Le Financial Times a révélé le 15 avril dernier que TikTok était de nouveau la cible d’une enquête. La très populaire application de partage de courtes vidéos fait l’objet d’une investigation du Département de la Sécurité intérieure des États-Unis (DHS) sur la présence et le partage de contenus d’abus sexuels sur mineurs au sein du réseau social. Le Département de la Justice des États-Unis étudie également la fonctionnalité de confidentialité « Moi uniquement », utilisée par des personnes mal intentionnées pour diffuser ce type de contenus.

TikTok, une application de choix pour les pédocriminels

Si les prédateurs utilisent principalement TikTok plutôt qu’un autre réseau social, c’est avant tout à cause de sa jeune base d’utilisateurs. « C’est l’endroit idéal pour les prédateurs afin de rencontrer et de gagner la confiance d’enfants », signale Erin Burke, chef de la section des enquêtes sur l’exploitation des mineurs au sein du département de cybercriminalité du DHS.

Le nombre d’investigations effectuées par les autorités américaines impliquant TikTok a été multiplié par sept entre 2019 et 2021, témoignant de son utilisation croissante par les pédocriminels.

Par le passé, TikTok avait déjà renforcé ses mesures de protection des mineurs en activant automatiquement les paramètres de messages privés des utilisateurs de 16 et 17 ans sur « personne ». Dès lors, les adolescents ne peuvent ni envoyer ni recevoir de messages sans activer d’eux-mêmes cette option.

Des fonctionnalités de confidentialité détournées

Ces utilisateurs malveillants ont recours à une fonctionnalité intitulée « Moi uniquement » pour arriver à leurs fins. Elle permet à la seule personne connectée au compte d’avoir accès aux vidéos publiées. Aux travers de mots-clés dans la description de leurs vidéos publiques, dans leurs noms d’utilisateurs et dans leurs biographies, ils arrivent à se reconnaître entre eux. C’est grâce à cela que les prédateurs se procurent et échangent des contenus. Ils partagent ensuite le mot de passe de ces profils aux autres pédocriminels, parfois même aux victimes.

« TikTok applique une politique de tolérance zéro quant aux contenus pédopornographiques », a indiqué l’application. « Lorsque nous faisons face à une tentative de publier, d’obtenir ou de partager de contenus impliquant des abus sexuels sur mineurs, nous les supprimons, bannissons les comptes et les appareils, et rapportons immédiatement les comptes au National Center for Missing and Exploited Children (NCMEC). Nous collaborons avec les forces de l’ordre si nécessaire. »

La modération au cœur des débats

La succursale de ByteDance affirme pourtant que 96 % du contenu enfreignant les règles de protection des mineurs est retiré avant que quelqu’un ne puisse le voir. La majorité de ces suppressions concerne des vidéos de mineurs en train de fumer ou boire de l’alcool.
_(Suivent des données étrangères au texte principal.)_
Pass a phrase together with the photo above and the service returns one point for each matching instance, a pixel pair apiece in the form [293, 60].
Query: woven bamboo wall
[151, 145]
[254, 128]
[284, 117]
Pour autant, l’enquête des autorités américaines démontre que le réseau social a du mal à gérer la cadence. Pour un milliard d’utilisateurs actifs par mois, TikTok ne possède que 10 000 modérateurs à travers le monde afin de vérifier l’avalanche de contenus publiés sur l’application.

D’après l’article du Financial Time, TikTok a fait remonter au NCMEC près de 155 000 vidéos à caractère pédopornographique l’année dernière. Pour le même nombre d’utilisateurs actifs, son concurrent direct, Instagram, en a rapporté 20 fois plus : 3,4 millions. L’application chinoise n’aurait pas reçu de demande de la part du NCMEC pour retirer des vidéos de sa plateforme contrairement à Facebook, Instagram et YouTube.

Si pour TikTok son travail de modération est plus que correct, pour ses modérateurs, il laisse un goût amer. En mars dernier, d’anciens employés ont accusé le réseau social et sa maison-mère ByteDance de ne pas les avoir suffisamment protégé des vidéos auxquels ils étaient confrontés.